Dans le cadre du travail de la FUNAI, Davi a contracté la tuberculose et a été hospitalisé. Ils l'ont mis dans la même pièce où dormait un blanc atteint de la maladie, qui a refusé d'être soigné, mais ils n'ont donné à l'indigène aucune recommandation pour prévenir la maladie : "Nous avons mangé dans la même assiette, dans la même marmite. Nous avons partagé les mêmes assiettes et les mêmes tasses. Parfois, il me donnait son café" (p. 287). Le garçon est mort et Davi, qui était malade, a été emmené dans un hôpital de Manaus, où il a été hospitalisé pendant un an. Le désir d'être comme les blancs a disparu de son esprit et, après avoir été guéri, il est retourné sur sa terre natale à un moment où le gouvernement militaire proposait l'émancipation des indigènes.
Peu après, en 1980, Davi a épousé la fille d'un grand chaman et est allé vivre dans la communauté de Watoriki, où vivait la famille de la jeune fille. À la fin de cette année-là, après l'invasion des terres indigènes par plus de 40 000 mineurs, 1 000 indigènes Yanomamí. ont été exterminés par des actes de violence et aussi par la maladie (p. 46). Une fois de plus, Davi a souffert de la perte d'autres membres de sa famille, ce qui lui a rendu le souvenir des pertes subies dans son enfance.
En 1987, la ruée vers l'or a commencé sur les terres Yanomamí. Davi, avec d'autres leaders indigènes de tout le pays et des partenaires environnementaux comme Bruce, a réussi à faire reconnaître les droits originaux des peuples indigènes dans la Constitution fédérale de 1988. Mais le soutien du gouvernement pour l'expulsion des envahisseurs des territoires indigènes fait toujours défaut. Ce n'est qu'en 1990 que la police fédérale est intervenue sur le territoire Yanomami, en enlevant les mineurs, qui ont laissé des traces de mort et de destruction pendant leurs années passées là-bas. En 1992, sur la base de campagnes menées avec Davi et Bruce dans les grandes villes du pays, ainsi qu'en Europe et aux États-Unis, le territoire indigène Yanomami (TIY) a finalement été approuvé lors de la Conférence des Nations unies sur l'environnement et le développement, ECO-02, en reconnaissance de la pertinence de la biodiversité de ce territoire (p. 47).
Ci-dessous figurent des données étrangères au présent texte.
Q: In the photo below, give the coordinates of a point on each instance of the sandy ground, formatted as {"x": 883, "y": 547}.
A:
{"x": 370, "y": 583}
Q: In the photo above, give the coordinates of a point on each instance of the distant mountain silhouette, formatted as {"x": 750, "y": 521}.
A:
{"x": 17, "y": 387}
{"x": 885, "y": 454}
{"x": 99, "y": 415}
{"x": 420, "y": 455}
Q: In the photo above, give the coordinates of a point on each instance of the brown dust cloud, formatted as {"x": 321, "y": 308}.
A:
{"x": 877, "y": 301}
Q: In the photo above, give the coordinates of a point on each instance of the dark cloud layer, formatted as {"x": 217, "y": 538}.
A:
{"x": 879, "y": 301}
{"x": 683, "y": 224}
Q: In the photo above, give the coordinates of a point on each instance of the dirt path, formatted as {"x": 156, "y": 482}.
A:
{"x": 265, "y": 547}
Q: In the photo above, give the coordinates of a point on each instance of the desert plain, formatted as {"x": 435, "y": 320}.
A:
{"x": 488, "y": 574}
Malgré les conquêtes des droits indigènes, à ce jour, les garimpeiros, les bûcherons et les agriculteurs continuent d'envahir les terres des Yanomamí. Ils sont motivés par le manque d'inspection et d'action du gouvernement fédéral pour expulser les envahisseurs. Ainsi, les communautés Yanomamí et les autres peuples indigènes continuent de subir des menaces d'invasion, d'épidémies et de mort, avec les promesses constantes du président Bolsonaro et de ses partisans au Congrès, de rendre les terres indigènes "productives", avec l'ouverture à l'extraction de minéraux par les grandes compagnies minières, l'exploitation de l'agriculture et de l'élevage par les grands agriculteurs. Cela crée une menace constante pour les droits garantis par la Constitution fédérale aux peuples indigènes, niant des années de souffrances, de morts et de luttes pour l'autodétermination des peuples traditionnels du pays.
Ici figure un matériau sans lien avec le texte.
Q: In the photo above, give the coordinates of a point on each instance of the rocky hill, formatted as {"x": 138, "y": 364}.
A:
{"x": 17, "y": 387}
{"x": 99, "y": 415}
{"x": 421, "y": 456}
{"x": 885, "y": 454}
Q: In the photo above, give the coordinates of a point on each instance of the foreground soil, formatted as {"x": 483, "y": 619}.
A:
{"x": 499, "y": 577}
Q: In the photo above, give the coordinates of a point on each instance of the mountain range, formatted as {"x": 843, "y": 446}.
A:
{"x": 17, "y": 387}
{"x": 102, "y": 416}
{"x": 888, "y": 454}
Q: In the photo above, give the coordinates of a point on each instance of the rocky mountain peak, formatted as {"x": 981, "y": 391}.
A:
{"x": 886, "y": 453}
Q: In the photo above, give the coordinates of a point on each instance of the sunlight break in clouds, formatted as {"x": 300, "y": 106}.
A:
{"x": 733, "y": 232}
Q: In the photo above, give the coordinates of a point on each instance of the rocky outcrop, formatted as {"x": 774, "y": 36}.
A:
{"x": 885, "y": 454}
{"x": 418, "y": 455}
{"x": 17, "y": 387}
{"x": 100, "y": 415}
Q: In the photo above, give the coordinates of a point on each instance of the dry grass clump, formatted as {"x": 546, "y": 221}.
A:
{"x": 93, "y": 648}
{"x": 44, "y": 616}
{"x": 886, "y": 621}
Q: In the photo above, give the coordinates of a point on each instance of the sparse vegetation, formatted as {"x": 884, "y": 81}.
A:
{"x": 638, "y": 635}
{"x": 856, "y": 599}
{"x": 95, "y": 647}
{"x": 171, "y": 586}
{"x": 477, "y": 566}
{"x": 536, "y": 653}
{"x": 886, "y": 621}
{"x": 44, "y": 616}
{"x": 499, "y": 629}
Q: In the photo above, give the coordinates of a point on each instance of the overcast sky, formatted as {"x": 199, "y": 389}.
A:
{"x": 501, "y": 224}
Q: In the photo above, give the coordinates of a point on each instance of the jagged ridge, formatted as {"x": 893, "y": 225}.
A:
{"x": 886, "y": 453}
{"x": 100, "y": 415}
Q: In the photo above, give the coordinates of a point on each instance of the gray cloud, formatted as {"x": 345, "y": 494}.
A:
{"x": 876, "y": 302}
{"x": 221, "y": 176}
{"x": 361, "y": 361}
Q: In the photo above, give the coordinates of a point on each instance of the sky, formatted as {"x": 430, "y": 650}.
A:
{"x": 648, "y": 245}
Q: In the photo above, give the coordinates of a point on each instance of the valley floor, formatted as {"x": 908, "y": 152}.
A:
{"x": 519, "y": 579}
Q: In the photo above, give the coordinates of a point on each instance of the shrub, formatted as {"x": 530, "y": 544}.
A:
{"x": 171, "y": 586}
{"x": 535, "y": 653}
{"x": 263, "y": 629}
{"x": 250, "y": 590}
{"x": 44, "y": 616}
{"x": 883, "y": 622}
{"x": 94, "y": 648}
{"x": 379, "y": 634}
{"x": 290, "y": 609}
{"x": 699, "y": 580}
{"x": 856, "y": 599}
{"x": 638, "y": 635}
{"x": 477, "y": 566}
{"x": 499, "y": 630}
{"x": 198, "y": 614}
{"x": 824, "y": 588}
En ce qui concerne la menace constante qui pèse sur les droits des populations indigènes, garantis par la charte fondamentale du pays, Gustavo Proença, chercheur en droits de l'homme, reprend les chapitres spécifiques de la Constitution de 1988 (titre VII, de l'ordre social, chapitre VIII, des Indiens) et souligne que "si le Statut de l'Indien (loi 6.001), promulgué en 1973 [pendant le gouvernement militaire], prévoyait comme priorité que les populations devaient être "intégrées" au reste de la société, la Constitution [de 1988] a commencé à garantir le respect et la protection de la culture des populations d'origine.
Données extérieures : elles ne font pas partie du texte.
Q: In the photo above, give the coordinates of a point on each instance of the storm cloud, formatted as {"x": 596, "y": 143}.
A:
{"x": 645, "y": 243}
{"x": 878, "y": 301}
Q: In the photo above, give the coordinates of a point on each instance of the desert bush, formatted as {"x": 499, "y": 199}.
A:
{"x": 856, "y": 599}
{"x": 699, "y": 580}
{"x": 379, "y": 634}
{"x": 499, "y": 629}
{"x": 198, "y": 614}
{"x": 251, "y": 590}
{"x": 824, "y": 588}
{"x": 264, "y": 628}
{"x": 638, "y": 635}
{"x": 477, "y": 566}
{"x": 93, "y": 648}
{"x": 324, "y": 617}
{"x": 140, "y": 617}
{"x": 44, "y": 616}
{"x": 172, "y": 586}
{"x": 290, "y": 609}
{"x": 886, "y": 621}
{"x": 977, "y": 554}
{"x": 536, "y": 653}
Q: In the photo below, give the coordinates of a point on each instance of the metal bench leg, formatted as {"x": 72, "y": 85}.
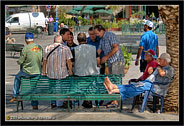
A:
{"x": 162, "y": 104}
{"x": 133, "y": 104}
{"x": 154, "y": 103}
{"x": 22, "y": 105}
{"x": 68, "y": 106}
{"x": 144, "y": 101}
{"x": 121, "y": 105}
{"x": 17, "y": 106}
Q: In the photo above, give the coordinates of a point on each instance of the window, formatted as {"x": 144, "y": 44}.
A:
{"x": 134, "y": 9}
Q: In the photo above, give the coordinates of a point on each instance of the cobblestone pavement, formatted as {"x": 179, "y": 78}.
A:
{"x": 80, "y": 113}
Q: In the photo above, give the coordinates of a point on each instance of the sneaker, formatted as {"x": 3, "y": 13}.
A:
{"x": 12, "y": 100}
{"x": 35, "y": 107}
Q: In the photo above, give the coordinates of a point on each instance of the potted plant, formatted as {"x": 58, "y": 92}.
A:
{"x": 127, "y": 58}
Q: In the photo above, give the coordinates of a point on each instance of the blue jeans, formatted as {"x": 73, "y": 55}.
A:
{"x": 17, "y": 84}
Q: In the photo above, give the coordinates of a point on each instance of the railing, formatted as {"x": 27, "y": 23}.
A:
{"x": 139, "y": 28}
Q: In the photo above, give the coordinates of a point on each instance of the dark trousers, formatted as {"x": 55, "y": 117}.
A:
{"x": 143, "y": 64}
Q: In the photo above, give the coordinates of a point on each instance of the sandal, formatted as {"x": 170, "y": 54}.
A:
{"x": 112, "y": 106}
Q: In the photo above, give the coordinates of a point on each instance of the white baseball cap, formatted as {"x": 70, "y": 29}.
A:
{"x": 148, "y": 23}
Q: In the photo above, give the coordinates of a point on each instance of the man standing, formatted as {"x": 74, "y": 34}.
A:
{"x": 46, "y": 23}
{"x": 57, "y": 58}
{"x": 149, "y": 40}
{"x": 86, "y": 61}
{"x": 113, "y": 55}
{"x": 70, "y": 42}
{"x": 65, "y": 33}
{"x": 51, "y": 19}
{"x": 30, "y": 61}
{"x": 95, "y": 41}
Il souligne que "la Constitution de 1988 a compris que la population indigène devait être protégée et que sa culture, son mode de vie, sa production, sa reproduction de la vie sociale et sa façon de voir le monde devaient être reconnus. En ce sens, elle renforce les droits des peuples indigènes à être respectés dans leur forme d'organisation sociale, dans leurs coutumes, leurs langues, leurs traditions et leurs croyances.
Référence : KOPENAWA, David ; ALBERT, Bruce. La chute du ciel : paroles d'un chaman Yanomami. São Paulo : Companhia das Letras, 2015.
Elvira Eliza France est titulaire d'une maîtrise en éducation de l'UNICAMP, d'un diplôme de troisième cycle en neurosciences et comportement de la PUC (RS), d'un diplôme de spécialiste en programmation neurolinguistique de la NLP Comprehensive des États-Unis et d'un diplôme en communication sociale de l'université de Mogi das Cruzes (SP). Elle est l'auteur des livres suivants : "Croyances qui favorisent la santé : cartes de l'intuition et du langage des remèdes non conventionnels à Manaus, Amazonas", édité par Valer et le secrétaire de la culture et du tourisme d'Amazonas (2002) ; "Corporéité, langage et conscience : escrita para a transformação interior" (1995), "Dimensões interiores da escrita : a voz da criança interior" (1993), "Do silêncio à palavra : uma proposta para o ensino da filosofia da educação" (1988) et "Filosofia da educacão : posse da palavra" (1984), publiés par Editora Unijuí (RS).
traduction carolita d'un article paru sur Amazonia real le 22/04/2020
Brésil / Venezuela : Les yanomamis - coco Magnanville
LES YANOMAMIS Situation géographique Entre le Brésil et le Vénézuela, le territoire Yanomami s'étend sur près de 240.000 km2 couvert d'une épaisse forêt, traversé d'innombrables cours d'ea...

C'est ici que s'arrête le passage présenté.